12 years later, the families of JCWP 1995 -- Habitat for Humanity Int'l 1

12 years later, the families of JCWP 1995

Read the full story:
Families flourish in a neighborhood transformed

A legacy of success in Los Angeles

In 1995, the Jimmy Carter Work Project built some 30 houses in the Los Angeles area, including 21 houses in a neighborhood in Watts. Twelve years later, only weeks before the JCWP returns to L.A., photographer Ezra Millstein and senior writer/editor Teresa K. Weaver revisited a dozen of those 21 families, all of whom appear happy and healthy and are still in their homes.

Among them:

The Gonzalez family
Francisco and Graciela Gonzalez were able to move, with their five children, out of his mother’s garage when their Habitat home was built in 1995. A tinted portrait of the couple’s 1976 wedding hangs in the hallway of their four-bedroom home, where the close-knit family celebrates all the transitional moments of life, including the birth of granddaughter Grace Melanie (pictured above).

   

The Tobar family
Maria Tobar shares a three-bedroom Habitat home with her husband and one remaining son.

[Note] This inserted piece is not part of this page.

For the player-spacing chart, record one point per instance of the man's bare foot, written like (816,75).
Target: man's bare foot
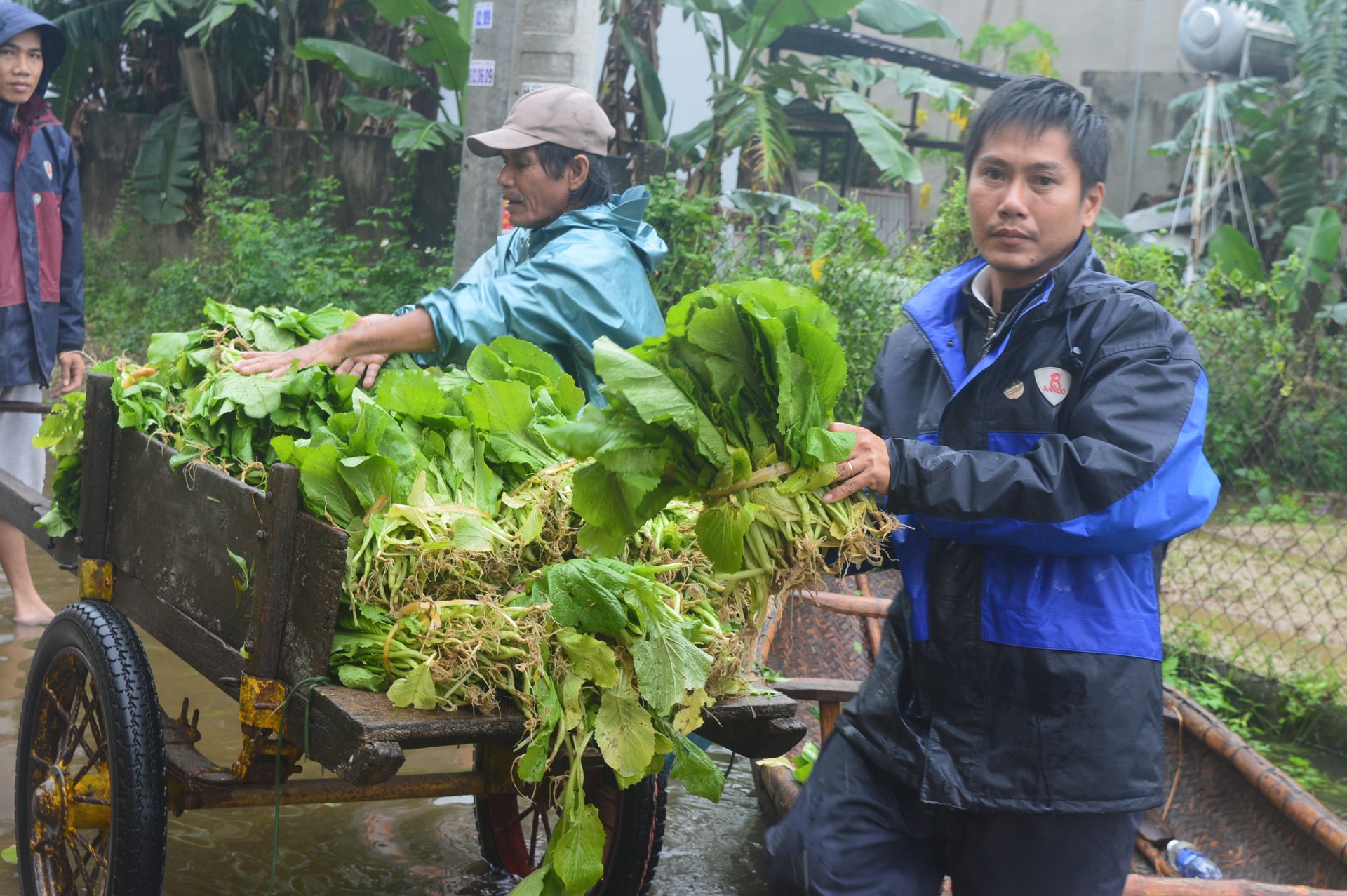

Another son has grown up and moved out, and their daughter, Lisette, has been in a Habitat home of her own for two years. “We are poor people,” said Maria, “but we have everything here.”

   

The Nettles family
Twelve years ago, Toni Nettles was a divorced mother of three living in a small apartment on L.A.’s Westside. Happily settled in a Habitat house built with the help of former President Jimmy Carter and his wife, Rosalynn, Toni and her husband of 10 years, Max, have set the standard of lawn care in the transformed neighborhood. Their tiny yard is an oasis of lush grass, rosebushes, tropical plants and fruit trees.